No where in the Bible does God say to forgive without repentance. He requires sorrow over the offense for the relationship to be mended.

Isaiah 26:10 "10 Though grace is shown to the wicked man, he does not learn righteousness. In the land of righteousness he acts unjustly and fails to see the majesty of the LORD. "

We do not forgive for our own sake, we forgive for the sake of the other person and for the relationship. It is selfish to forgive before someone is sorry, it removes the burden of guilt from them that leads them to repentance.

If we love someone we require that they are sorry so they can move on to a guilt free life. If they are too stubborn to repent, then they remain in their soulish condition, never growing and not free from the guilt of their sin.

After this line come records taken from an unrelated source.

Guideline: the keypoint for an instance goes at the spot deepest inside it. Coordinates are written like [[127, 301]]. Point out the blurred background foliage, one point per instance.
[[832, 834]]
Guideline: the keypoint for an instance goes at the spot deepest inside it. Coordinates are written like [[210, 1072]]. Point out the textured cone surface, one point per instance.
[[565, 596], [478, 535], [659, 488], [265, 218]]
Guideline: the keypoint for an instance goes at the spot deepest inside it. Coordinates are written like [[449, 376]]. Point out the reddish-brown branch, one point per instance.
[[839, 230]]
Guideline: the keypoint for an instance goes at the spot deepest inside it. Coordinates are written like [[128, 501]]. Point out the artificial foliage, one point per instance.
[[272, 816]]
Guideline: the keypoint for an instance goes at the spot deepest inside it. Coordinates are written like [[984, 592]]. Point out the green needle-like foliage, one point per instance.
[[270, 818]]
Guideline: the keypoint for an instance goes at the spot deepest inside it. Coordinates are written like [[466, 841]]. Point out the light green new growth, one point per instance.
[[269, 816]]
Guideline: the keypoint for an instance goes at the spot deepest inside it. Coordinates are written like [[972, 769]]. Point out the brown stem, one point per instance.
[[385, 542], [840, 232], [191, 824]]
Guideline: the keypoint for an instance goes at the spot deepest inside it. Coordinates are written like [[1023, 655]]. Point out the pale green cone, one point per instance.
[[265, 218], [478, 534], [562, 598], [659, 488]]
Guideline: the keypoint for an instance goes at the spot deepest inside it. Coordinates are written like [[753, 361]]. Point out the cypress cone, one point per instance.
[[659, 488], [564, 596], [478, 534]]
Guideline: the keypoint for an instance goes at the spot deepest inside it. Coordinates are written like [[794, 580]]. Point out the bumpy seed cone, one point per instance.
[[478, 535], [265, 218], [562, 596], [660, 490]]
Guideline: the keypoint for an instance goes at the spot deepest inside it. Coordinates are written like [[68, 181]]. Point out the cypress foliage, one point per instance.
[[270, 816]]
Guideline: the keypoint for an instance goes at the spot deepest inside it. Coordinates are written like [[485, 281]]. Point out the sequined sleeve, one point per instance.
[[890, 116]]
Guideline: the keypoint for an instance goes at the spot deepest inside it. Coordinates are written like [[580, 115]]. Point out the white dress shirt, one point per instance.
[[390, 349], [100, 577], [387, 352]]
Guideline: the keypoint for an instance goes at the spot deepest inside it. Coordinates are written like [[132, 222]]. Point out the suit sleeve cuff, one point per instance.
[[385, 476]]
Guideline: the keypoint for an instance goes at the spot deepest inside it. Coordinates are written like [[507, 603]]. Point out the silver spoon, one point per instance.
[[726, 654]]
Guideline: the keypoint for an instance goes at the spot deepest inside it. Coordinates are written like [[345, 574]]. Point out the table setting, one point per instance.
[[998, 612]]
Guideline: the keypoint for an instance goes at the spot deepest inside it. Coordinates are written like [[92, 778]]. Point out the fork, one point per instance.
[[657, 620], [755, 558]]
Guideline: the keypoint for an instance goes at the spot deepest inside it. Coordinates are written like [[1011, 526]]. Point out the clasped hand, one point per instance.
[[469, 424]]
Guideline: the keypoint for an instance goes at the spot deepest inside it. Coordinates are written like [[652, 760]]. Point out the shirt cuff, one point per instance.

It is selfish to forgive just so we can feel better. Hitler is not forgiven by God nor man, He was evil and there is no forgiveness for him. To forgive an evil man is a slap in the face of God and all those whom he harmed.

The victims are often pressured to forgive those who don't deserve it, this is unjust. God only forgives us when we confess. No one is forgiven without it.

Because of the false and psychological teaching that every one is to forgive even though someone is not sorry, causes many people to believe other must forgive them even when they are not sorry for their sin.

Those who will not confess to God their sinfulness will not go to heaven. Those who will not admit their sin against others will not be forgiven by God and should not be forgiven by others.

When someone refuses to confess then our response to them is to remove ourselves until they want to confess. Our culture today expects for others to just "let it go" when they commit sins, removing all guilt that leads to sorrow over sin Because of this flippant mentality toward sin people don't grow and change.

It is also foolish to think that someone is going to change simply because we act friendly toward them. We are never to do revenge and we are always to pray for them, but as long as the offender is stubborn and unrepentant we must leave them alone for God to deal with. We have no right to remove the conviction of sin with our smooth words that only enable the wicked man.

God commands us to go to the offender, tell him his fault, if he repents we are to forgive, if he does not then we are to treat him as an unbeliever and remove ourselves from the relationship.

Matthew 18:15-18 "Discipline and Prayer
15 “If your brother sins, go and [l]show him his fault in private; if he listens to you, you have won your brother. 16 But if he does not listen to you, take one or two more with you, so that by the mouth of two or three witnesses every fact may be confirmed. 17 If he refuses to listen to them, tell it to the church; and if he refuses to listen even to the church, let him be to you as a Gentile and a tax collector. 18 Truly I say to you, whatever you bind on earth shall have been bound in heaven; and whatever you loose on earth shall have been loosed in heaven."